II. ALLEGED VIOLATION OF ARTICLE 5 OF THE CONVENTION
- The
applicants relied on Article 5 of the Convention, complaining that
they had been taken into police custody
without any reasonable suspicion against them. Moreover, they had not
been permitted to inform a relative of their custody. The
Government contested these arguments.
- The Court observes that the applicants were taken into
police custody on 21 May 1997 and that their detention in police
custody ended on 23 May 1997, when the judge released them.
However, the applicants only introduced their application with the
Court on 23 August 2005, that is, more than six months later (see
Arslan v. Turkey (dec.), no. 31320/02, 1 June 2006). It
follows that the applicants’ complaints under Article 5 of the
Convention have been lodged out of time and must be declared
inadmissible for non-compliance with the six-month rule laid down in
Article 35 § 1 of the Convention.
III. APPLICATION OF ARTICLE 41 OF THE CONVENTION
- Article 41 of the Convention provides:
“If the Court finds that there has been a
violation of the Convention or the Protocols thereto, and if the
internal law of the High Contracting Party concerned allows only
partial reparation to be made, the Court shall, if necessary, afford
just satisfaction to the injured party.”
- The
applicants claimed 500,000 euros (EUR) and EUR 350,000 respectively
in respect of non-pecuniary damage and EUR 4,845 for the costs and
expenses incurred before the Court. They did not request any
pecuniary damages. The Government submitted that the amounts claimed
were excessive and unjustified.
- The
Court has found violations of Article 3 of the Convention under its
substantive and procedural limbs. In view of their gravity, the Court
considers that the applicants have suffered pain and distress which
cannot be compensated solely by such findings. Making its assessment
on an equitable basis, the Court awards the applicants EUR 15,000
each in respect of non-pecuniary damage.
- According
to the Court’s case-law, an applicant is entitled to the
reimbursement of costs and expenses only in so far as it has been
shown that these have been actually and necessarily incurred and were
reasonable as to quantum.
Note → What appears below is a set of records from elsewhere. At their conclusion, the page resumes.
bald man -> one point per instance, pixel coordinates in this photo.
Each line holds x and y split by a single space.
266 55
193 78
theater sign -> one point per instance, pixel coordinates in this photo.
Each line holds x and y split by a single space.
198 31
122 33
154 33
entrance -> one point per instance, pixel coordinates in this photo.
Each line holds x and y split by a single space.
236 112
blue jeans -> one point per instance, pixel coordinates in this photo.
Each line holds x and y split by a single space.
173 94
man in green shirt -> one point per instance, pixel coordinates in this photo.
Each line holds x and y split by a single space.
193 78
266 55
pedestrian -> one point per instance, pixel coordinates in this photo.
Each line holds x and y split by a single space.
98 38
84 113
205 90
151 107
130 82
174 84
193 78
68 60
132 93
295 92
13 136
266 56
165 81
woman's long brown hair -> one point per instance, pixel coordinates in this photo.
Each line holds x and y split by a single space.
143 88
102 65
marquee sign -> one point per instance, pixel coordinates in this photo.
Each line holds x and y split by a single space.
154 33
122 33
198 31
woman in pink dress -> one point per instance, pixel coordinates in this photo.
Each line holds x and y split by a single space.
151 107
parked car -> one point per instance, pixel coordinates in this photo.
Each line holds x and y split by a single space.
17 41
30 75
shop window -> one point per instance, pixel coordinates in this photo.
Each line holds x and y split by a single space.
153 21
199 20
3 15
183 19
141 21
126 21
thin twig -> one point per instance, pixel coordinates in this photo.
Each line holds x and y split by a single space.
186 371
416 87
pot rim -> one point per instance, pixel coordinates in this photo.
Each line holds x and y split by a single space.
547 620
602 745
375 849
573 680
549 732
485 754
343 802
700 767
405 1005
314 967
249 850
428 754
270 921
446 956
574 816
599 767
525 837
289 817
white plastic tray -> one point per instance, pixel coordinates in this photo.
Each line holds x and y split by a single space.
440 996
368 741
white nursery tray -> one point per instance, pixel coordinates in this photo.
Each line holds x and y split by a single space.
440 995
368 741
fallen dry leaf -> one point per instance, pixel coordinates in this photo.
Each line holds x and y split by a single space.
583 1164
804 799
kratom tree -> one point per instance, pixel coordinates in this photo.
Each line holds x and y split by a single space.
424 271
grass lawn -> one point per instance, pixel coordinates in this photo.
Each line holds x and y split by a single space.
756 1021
In the present case, the Court observes
that the applicants did not produce any document in support of their
claims, which the Court accordingly dismisses.
- The
Court considers it appropriate that the default interest should be
based on the marginal lending rate of the European Central Bank, to
which should be added three percentage points.
FOR THESE REASONS, THE COURT UNANIMOUSLY
- Declares inadmissible the applicants’
complaints under Article 5 of the Convention;
- Declares the remainder of the application
admissible;
- Holds that there has been a violation of Article
3 of the Convention under both its substantive and procedural limbs;
- Holds
(a) that
the respondent State is to pay each applicant, within three months
from the date on which the judgment becomes final in accordance with
Article 44 § 2 of the Convention, EUR 15,000 (fifteen thousand
euros), plus any tax that may be chargeable, in respect of
non-pecuniary damage, which sum is to be converted into Turkish liras
at the rate applicable at the date of settlement;
(b) that
from the expiry of the above-mentioned three months until settlement
simple interest shall be payable on the above amount at a rate equal
to the marginal lending rate of the European Central Bank during the
default period plus three percentage points;
- Dismisses the remainder of the applicants’
claim for just satisfaction.
Done in English, and notified in writing on 28 July 2009, pursuant to
Rule 77 §§ 2 and 3 of the Rules of Court.